Bone Talk by Candy Gourlay
More than 100 years ago, a boy named Samkad thinks he knows everything about the world. He knows the mountains he lives in. He knows his people. He knows his blood enemy, the Mangili. And he wants to become a man, to be given his own shield, spear and axe to fight with. His best friend, Luki, wants all the same things – except she is a girl, and no girl has ever become a warrior. But everything changes when a new boy arrives in the village. He calls himself Samkad’s brother, yet he knows nothing of the ways of the mountain. And he brings news of a people called ‘Americans’, who are bringing war and destruction right to his home.

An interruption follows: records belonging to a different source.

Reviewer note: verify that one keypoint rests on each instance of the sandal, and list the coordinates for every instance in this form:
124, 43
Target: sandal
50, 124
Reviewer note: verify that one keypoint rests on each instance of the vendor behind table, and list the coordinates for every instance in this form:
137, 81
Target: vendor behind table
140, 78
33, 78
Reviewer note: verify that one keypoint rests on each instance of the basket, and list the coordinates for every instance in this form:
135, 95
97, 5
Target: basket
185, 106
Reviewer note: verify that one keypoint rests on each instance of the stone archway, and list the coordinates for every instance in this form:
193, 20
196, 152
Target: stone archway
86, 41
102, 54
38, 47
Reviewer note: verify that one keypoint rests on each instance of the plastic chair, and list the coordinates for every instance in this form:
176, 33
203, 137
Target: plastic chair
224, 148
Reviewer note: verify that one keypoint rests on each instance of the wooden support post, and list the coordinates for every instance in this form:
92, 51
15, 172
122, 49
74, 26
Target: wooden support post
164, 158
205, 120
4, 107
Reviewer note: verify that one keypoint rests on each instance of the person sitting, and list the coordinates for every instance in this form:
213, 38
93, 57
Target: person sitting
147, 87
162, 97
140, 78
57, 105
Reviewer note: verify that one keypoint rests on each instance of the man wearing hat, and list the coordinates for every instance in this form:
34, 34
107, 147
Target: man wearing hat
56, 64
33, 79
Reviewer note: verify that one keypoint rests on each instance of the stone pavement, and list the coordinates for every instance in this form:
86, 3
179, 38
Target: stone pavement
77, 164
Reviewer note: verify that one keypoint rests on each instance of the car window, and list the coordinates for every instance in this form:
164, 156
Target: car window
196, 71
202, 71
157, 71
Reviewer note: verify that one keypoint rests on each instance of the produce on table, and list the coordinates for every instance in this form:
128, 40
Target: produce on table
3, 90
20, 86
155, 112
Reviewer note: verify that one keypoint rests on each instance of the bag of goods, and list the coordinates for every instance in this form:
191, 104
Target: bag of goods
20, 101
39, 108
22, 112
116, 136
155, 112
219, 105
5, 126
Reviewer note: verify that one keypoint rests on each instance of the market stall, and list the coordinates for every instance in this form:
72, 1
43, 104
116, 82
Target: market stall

Orphan Monster Spy by Matt Killeen
Sarah has played many roles: dutiful daughter, talented gymnast, persecuted Jew, lost orphan. But now she faces her most challenging role of all; now she must become the very thing she hates. Aided by her British Handler, Sarah must infiltrate the Bund Deutscher Mädel and win a place at Rothenstadt, a prestigious finishing school for the daughters of the Aryan master race in Nazi Germany. There she must befriend the daughter of a top nuclear scientist by becoming a monster like them. A monster who can destroy them all. The Nazis think she is just a little girl. But she is the weapon they never saw coming.